2.1. Estado, cidadania e “Poder local”

2.1.1. Estado e cidadania: a procura de uma maior justiça social

A vida política e o poder giram directa ou indirectamente em torno do Estado4. Uma das discussões centrais em torno do Estado democrático é o cumprimento da sua função social em particular a responsabilidade de apoiar os grupos sociais mais desfavorecidos. O modelo político do Estado-Providência pretendia cumprir este objectivo. Em resumo, este modelo de Estado visava fomentar a solidariedade colectiva (em especial para os indivíduos/grupos mais desfavorecidos) através do fornecimento de serviços sociais básicos: saúde, segurança social, educação e habitação (Giddens, 1997).

Portas (1988) descreve as competências atribuídas ao poder local considerando duas grandes esferas da função do Estado moderno ou Estado- Providência: as que se dirigem à “reprodução” e as que se dirigem à “produção”. O primeiro bloco de competências, atribuídas aos municípios, terá correspondido à transferência de segmentos menos significativos para a política central da esfera da “reprodução social”.

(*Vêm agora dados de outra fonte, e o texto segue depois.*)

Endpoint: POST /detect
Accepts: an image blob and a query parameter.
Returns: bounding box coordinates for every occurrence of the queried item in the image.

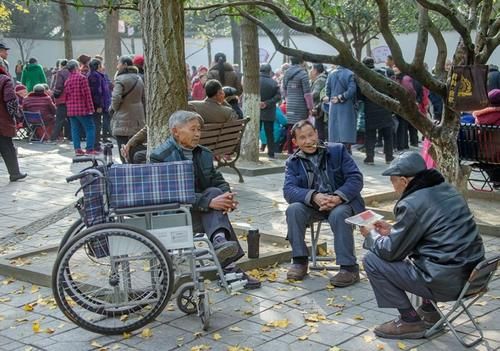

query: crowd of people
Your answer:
[0,44,500,344]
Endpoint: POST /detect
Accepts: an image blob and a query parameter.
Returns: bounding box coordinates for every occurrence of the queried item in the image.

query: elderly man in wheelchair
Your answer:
[150,111,261,289]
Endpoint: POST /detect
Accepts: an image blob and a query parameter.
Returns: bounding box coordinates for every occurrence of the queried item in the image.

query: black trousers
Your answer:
[260,121,276,157]
[0,136,21,176]
[115,135,130,163]
[93,112,102,149]
[191,187,244,267]
[50,104,71,141]
[365,126,394,161]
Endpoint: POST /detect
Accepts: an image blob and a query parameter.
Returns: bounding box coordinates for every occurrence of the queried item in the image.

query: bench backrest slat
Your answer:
[458,124,500,164]
[200,118,250,156]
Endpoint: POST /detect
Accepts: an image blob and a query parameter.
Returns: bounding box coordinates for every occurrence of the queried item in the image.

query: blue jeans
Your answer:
[69,115,95,151]
[286,202,356,266]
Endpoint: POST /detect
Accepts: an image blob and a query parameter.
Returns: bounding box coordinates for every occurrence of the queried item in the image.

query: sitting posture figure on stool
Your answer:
[150,111,260,289]
[361,151,484,339]
[283,120,364,287]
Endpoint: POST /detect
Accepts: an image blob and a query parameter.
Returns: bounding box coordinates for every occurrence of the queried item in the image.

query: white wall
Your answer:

É o caso dos equipamentos – nas áreas da educação, da saúde, da cultura e desporto, da valorização do património e da habitação. É o caso da gestão do espaço público e privado; da política dos solos; das redes de saneamento e circulação; da segurança dos cidadãos. Na esfera da “produção” a função estatal de fomento da actividade económica que pode caber aos municípios não deriva de atribuições formais nem tem correspondência com os recursos transferidos, podendo considerar- se muito indirecta.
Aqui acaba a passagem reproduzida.